Steve and Insoo had had a huge influence on SF practice in Japan and the sense I had was that in Japan they are still practicing in the style of their approach. This meant that they found BRIEF’s approach strange, to say the least. I am used to having my way of working closely analyzed by people unfamiliar with SF, but these people knew the model. The key developments in BRIEF’s version that challenged them were:
The Best Hopes Question
The Tomorrow Question as a variation to the Miracle Question
The emphasis on developing detailed descriptions of the client’s preferred future as opposed to setting goals
When a client puts themselves at, say, 3 on the scale, being focused on what they did to get to 3, with little interest in moving up the scale
The almost complete absence of giving compliments
The absence of task-setting, as we assume that change will arise from the impact of the conversation itself
The absence of action-planning.
The Japanese are famously courteous and they based their curiosity in what I was presenting in the form of polite questions usually beginning with a tentative ‘why…?’ There was discussion as to whether BRIEF had developed a new model of SF, one that perhaps even required a new name, but I told them of my belief that while we have obviously made some changes to Steve and Insoo’s approach, in a way they would have approved of (they had no interest in devising a fixed manualized approach), everything we do is rooted in their work and thinking.

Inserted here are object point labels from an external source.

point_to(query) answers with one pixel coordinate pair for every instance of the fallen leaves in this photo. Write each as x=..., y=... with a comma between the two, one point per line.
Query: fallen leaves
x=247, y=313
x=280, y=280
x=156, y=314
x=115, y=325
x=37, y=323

They seemed pleased, even relieved by that!
I was keen to know if anything I presented seemed to them in any way inappropriate to Japanese culture. Nothing at all stood out. I think their sense of hierarchy is still more pronounced than it is for us. They felt that giving compliments was very important and struggled with my comment that by removing compliment-giving we were reducing the gap in status between client and therapist.
I can remember Steve saying that a major difference between the East and West is that in the West when we seek to punish our child we say ‘you’re grounded’. He said that in the East the idea that being forced to stay at home with the family was a punishment made no sense – a real punishment would be to be told to stay away from the family! But I have the impression that in Japan things have changed and they assured me that for Japanese youth the peer group is now as important to them as their families, just as in the West.
I was amused to be asked whether we have cases of karoshi. This is the name in Japan for when people die from overwork! I met participants who had husbands who left for work at 6 in the morning and returned at midnight.
I would like to finish by saying how grateful I am to Yuichi Takenouchi and Dr Norio Mishima for welcoming me to Tokyo. They travel the world attending SF conferences and have done so much to spread the word of SF in Japan. Yuichi was the perfect host, taking me site seeing and to amazing traditional restaurants, and ensuring that the participants of the workshop, who had travelled long distances, were perfectly looked after. This trip was one of the highlights of my career!